Invalid or unexpected token
===========================
var tR='',__l,__lP,include=E.include.bind(E),includeFile=E.includeFile.bind(E)
function layout(p,d){__l=p;__lP=d}
let _prs = [];
_prs.push(tp.file.creation_date());
_prs.push(\*
const supportedFileTypes = ["jpeg", "jpg", "png"];
const images = this.app.vault.getFiles().filter((item) => supportedFileTypes.indexOf(item.extension) >= 0)
const target = await tp.system.suggester((item) => item.path, images, true);
const out = await tp.user.ocr({ocr\_input: target.path}););
_prs.push(\* tR += out);
let _rst = await Promise.all(_prs);
tR+='--- \ncreation date: '
tR+=_rst[0]
tR+=' \ntags: [OCR] \n--- \n'
tR+=_rst[1]
tR+=_rst[2]
if(__l)tR=await includeFile(__l,Object.assign(tp,{body:tR},__lP))
if(cb){cb(null,tR)} return tR

    at EtaErr (eval at <anonymous> (app://obsidian.md/app.js:1:1), <anonymous>:288:15)
    at compile (eval at <anonymous> (app://obsidian.md/app.js:1:1), <anonymous>:851:19)
    at handleCache (eval at <anonymous> (app://obsidian.md/app.js:1:1), <anonymous>:1094:68)
    at eval (eval at <anonymous> (app://obsidian.md/app.js:1:1), <anonymous>:1140:33)
    at new Promise (<anonymous>)
    at render (eval at <anonymous> (app://obsidian.md/app.js:1:1), <anonymous>:1138:24)
    at renderAsync (eval at <anonymous> (app://obsidian.md/app.js:1:1), <anonymous>:1172:12)
    at TemplateParser.eval (eval at <anonymous> (app://obsidian.md/app.js:1:1), <anonymous>:1787:34)
    at Generator.next (<anonymous>)
    at eval (eval at <anonymous> (app://obsidian.md/app.js:1:1), <anonymous>:52:71)

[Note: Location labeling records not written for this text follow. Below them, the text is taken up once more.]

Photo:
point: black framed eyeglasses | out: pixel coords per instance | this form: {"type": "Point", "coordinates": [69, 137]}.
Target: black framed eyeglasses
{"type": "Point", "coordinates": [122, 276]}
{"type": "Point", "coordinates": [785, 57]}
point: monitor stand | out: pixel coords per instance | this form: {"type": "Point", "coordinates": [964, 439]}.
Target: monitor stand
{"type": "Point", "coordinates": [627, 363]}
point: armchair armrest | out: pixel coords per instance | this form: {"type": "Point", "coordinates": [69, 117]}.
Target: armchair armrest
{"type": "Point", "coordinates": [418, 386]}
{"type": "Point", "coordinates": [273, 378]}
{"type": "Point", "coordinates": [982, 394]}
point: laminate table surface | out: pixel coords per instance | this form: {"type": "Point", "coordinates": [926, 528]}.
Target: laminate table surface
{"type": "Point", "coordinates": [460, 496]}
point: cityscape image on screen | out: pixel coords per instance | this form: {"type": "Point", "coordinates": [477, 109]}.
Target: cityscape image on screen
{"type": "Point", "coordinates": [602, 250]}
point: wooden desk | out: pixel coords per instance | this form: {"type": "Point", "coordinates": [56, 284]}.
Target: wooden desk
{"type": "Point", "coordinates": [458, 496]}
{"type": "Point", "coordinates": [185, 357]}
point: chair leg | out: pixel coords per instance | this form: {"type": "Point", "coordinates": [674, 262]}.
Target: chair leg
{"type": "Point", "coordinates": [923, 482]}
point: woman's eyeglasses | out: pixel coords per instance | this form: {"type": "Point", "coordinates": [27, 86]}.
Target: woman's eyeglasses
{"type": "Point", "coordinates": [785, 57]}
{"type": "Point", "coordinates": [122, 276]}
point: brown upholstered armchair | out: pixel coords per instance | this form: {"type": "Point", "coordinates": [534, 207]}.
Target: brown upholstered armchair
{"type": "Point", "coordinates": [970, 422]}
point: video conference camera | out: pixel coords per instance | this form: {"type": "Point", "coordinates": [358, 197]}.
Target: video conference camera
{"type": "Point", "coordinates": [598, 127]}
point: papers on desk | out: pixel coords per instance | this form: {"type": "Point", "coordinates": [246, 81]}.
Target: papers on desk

Any idea how I can fix it?

pmbauer · May 15, 2021, 8:15pm

Not really. There is a lot of missing context: what platform you are on, have you verified there aren’t any copy paste errors, etc. you can also try commenting out parts of the template to see where the error is from on your setup.

drgraham · June 19, 2021, 1:25am

I’ve managed to get this working on a windows 10 machine.

added tesseract to path environment variable, confirmed tesseract is working at command prompt.
user function in templater called ocr_win : powershell tesseract "%ocr_input%" -
template like this:

---
creation date: <% tp.file.creation_date() %>
tags: [OCR]
---

<%*
const supportedFileTypes = ["jpeg", "jpg", "png"];
const images = this.app.vault.getFiles().filter((item) => supportedFileTypes.indexOf(item.extension) >= 0)
const target = await tp.system.suggester((item) => item.path, images, true);
const out = await tp.user.ocr_win({ocr_input: target.path.replace('/', '\\')});
%><%* tR += out %>

fred1357944 · June 25, 2021, 2:22am

can it recognize Chinese?
cause I tried I think it can’t

Or need other settings?

pmbauer · June 25, 2021, 3:50am

For that you should check the Tesseract user manual Tesseract User Manual | tessdoc

fred1357944 · June 25, 2021, 3:50am

Thanks man

pmbauer · June 25, 2021, 3:57am

supposedly there is support for it but if it’s not working out of the box, I’m not sure what the next step is. I believe there is a way to use custom training data or data files from this SO post, but it looks a little dated. @fred1357944

fred1357944 · July 5, 2021, 6:39am

Thank you so much.

joschmit · July 8, 2021, 11:28am

I am trying a lot to get this running, but the problem lies with the fact that somehow it has problems recognizing tesseract as a function in powershell. If i do it manually, I can get it to run.

I added

C:\Program Files\Tesseract-OCR\

to Path Variable.

Copied your template, still an error message. Getting frustrated right now, would you be able to expand a bit what exactly you did?